Rezension

Spiegelbild der sozialen Verhältnisse in Italien von 1950 - 1968

Die geheimnisvolle Freundin -

Die geheimnisvolle Freundin
von Simona Baldelli

Bewertet mit 4 Sternen

Selten empfand ich den Titel und die Inhaltsangabe eines Romans so wenig zutreffend wie hier. Das ist ärgerlich, weil es Erwartungen weckt, die das Buch nicht erfüllen kann und der Leser dadurch enttäuscht wird. Und Leser, die genau so etwas gerne lesen, nehmen es gar nicht erst in die Hand.

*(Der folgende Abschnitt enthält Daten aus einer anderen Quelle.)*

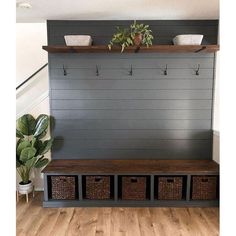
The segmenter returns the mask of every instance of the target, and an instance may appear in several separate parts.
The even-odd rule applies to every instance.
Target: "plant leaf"
[[[36,126],[34,130],[34,136],[39,136],[42,134],[48,127],[49,117],[48,115],[41,114],[36,119]]]
[[[31,169],[34,166],[36,161],[37,161],[37,158],[33,157],[25,162],[25,166],[28,167],[29,169]]]
[[[35,168],[42,168],[44,167],[45,165],[47,165],[49,162],[49,160],[47,158],[43,158],[43,159],[39,159],[35,164],[34,164],[34,167]]]
[[[21,151],[20,160],[25,163],[26,161],[30,160],[31,158],[35,156],[36,151],[37,150],[33,147],[24,148]]]
[[[21,151],[24,149],[24,148],[27,148],[27,147],[31,147],[31,143],[29,141],[22,141],[18,144],[17,148],[16,148],[16,154],[18,156],[20,156],[21,154]]]
[[[16,137],[17,138],[24,138],[24,135],[18,129],[16,129]]]
[[[24,135],[32,135],[36,121],[30,114],[23,115],[17,120],[17,129]]]
[[[16,168],[19,168],[21,166],[20,162],[16,160]]]
[[[40,135],[37,136],[37,139],[42,139],[47,135],[47,131],[43,131]]]

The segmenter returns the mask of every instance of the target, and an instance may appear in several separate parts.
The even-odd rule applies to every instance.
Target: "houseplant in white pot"
[[[49,160],[44,157],[52,147],[53,139],[42,140],[49,124],[49,116],[41,114],[35,119],[30,114],[25,114],[17,120],[16,137],[16,170],[21,177],[18,191],[21,194],[30,193],[33,184],[30,174],[33,168],[42,168]]]

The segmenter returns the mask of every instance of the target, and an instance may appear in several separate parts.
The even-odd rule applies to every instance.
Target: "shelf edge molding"
[[[108,49],[107,45],[64,46],[48,45],[42,47],[49,53],[120,53],[119,46]],[[152,45],[150,47],[126,47],[123,53],[214,53],[219,51],[219,45]]]

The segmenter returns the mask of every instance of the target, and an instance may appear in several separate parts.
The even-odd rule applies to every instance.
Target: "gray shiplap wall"
[[[170,44],[181,33],[217,43],[214,20],[143,22],[158,35],[154,43]],[[66,34],[106,44],[116,25],[129,23],[48,21],[48,44],[65,44]],[[49,54],[49,76],[52,158],[212,158],[213,53]]]

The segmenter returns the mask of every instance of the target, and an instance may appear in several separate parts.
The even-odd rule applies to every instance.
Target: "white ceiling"
[[[218,19],[219,0],[17,0],[17,22],[45,20]]]

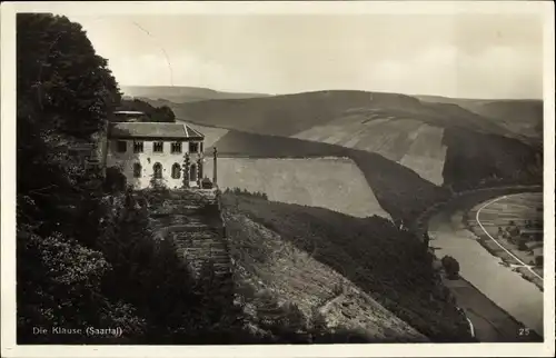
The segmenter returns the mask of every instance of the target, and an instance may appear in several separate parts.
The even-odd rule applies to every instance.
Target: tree
[[[119,326],[128,337],[141,335],[135,308],[102,288],[112,269],[93,247],[108,213],[102,180],[68,152],[103,128],[120,99],[116,80],[66,17],[18,14],[17,61],[18,341],[83,339],[32,335],[42,325]]]
[[[459,262],[455,258],[445,256],[441,262],[449,279],[457,279],[459,277]]]
[[[79,23],[47,13],[18,13],[18,123],[87,138],[121,100],[107,60]]]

Die Autorin erzählt Ninas Geschichte, eine Geschichte von Leid, Ungerechtigkeit, missbrauchter Freundschaft und innerer Befreiung. Nina wird gleich nach der Geburt in einem Nonnenkloster abgegeben. Sie ist ein Findelkind und Mädchen und steht damit in der Hierarchie des Waisenhauses ganz unten. Das Leben dort ist geprägt von Strenge, Disziplin, Entbehrungen, starren Moralvorstellungen, fehlender Liebe und  Ungerechtigkeit. Als die Waise Lucia  ins Kloster kommt, ändert sich Ninas Leben. Sie fühlt sich für Lucia verantwortlich, beschützt sie und übt zu ihren Gunsten Verzicht. In meinen Augen hat Lucia Ninas Liebe nicht verdient. Lucia ist verwöhnt, selbstgefällig, manipulativ und immer auf ihren Vorteil bedacht. Als Nina für Lucia auf die Möglichkeit einer Adoption verzichtet, verlässt Lucia das Kloster ohne Abschied. Nina bleibt zurück. Nina verlässt  fast erwachsen das Waisenhaus und wird Arbeiterin in der ortsansässigen Tabakfabrik, dem größten Arbeitgeber am Ort. Als die Eigentümer Entlassungen und sogar die Schließung des Werkes  planen, wehren sich die Arbeiterinnen mit Streik. Und Nina, die aus Selbstschutz ihr Herz nicht mehr verschenken wollte und nur auf ihr eigenes Wohl bedacht war, lernt Freundschaft und Solidarität kennen. Es ist das Jahr 1968 und die Welt ist im Umbruch.

Der größte Teil des Romans schildert Ninas Leben im Waisenhaus. Ich habe das als sehr belastend empfunden, weil die Zustände in meinen Augen unmenschlich und nicht Kind gerecht waren. Bildung beschränkt sich auf das notwendigste. Die Welt draußen hält keinen Einzug. Ich konnte Nina nur bewundern, das sie sich nicht brechen lässt. So bleibt Nina nach dem Auszug aus dem Kloster nur die Stelle als ausgebeutete Dienstmagd und als erster Schritt der Selbstbestimmung die Arbeit in der Fabrik. Nina ist intelligent und wissbegierig und lernt , die Welt draußen zu begreifen. Dass Nina am Ende so was wie Glück findet, hat mich sehr berührt. Bezeichnend dafür ist das Bild, das die Autorin am Ende beschreibt. Es ist ein einzigartiger Moment der Hoffnung und Befreiung.

Für mich war das Buch lesenswert, auch wenn es über weite Strecken nur schwer zu ertragen war, aber es zeigt nach meinem Dafürhalten ein realistisches Bild der damaligen Zeit.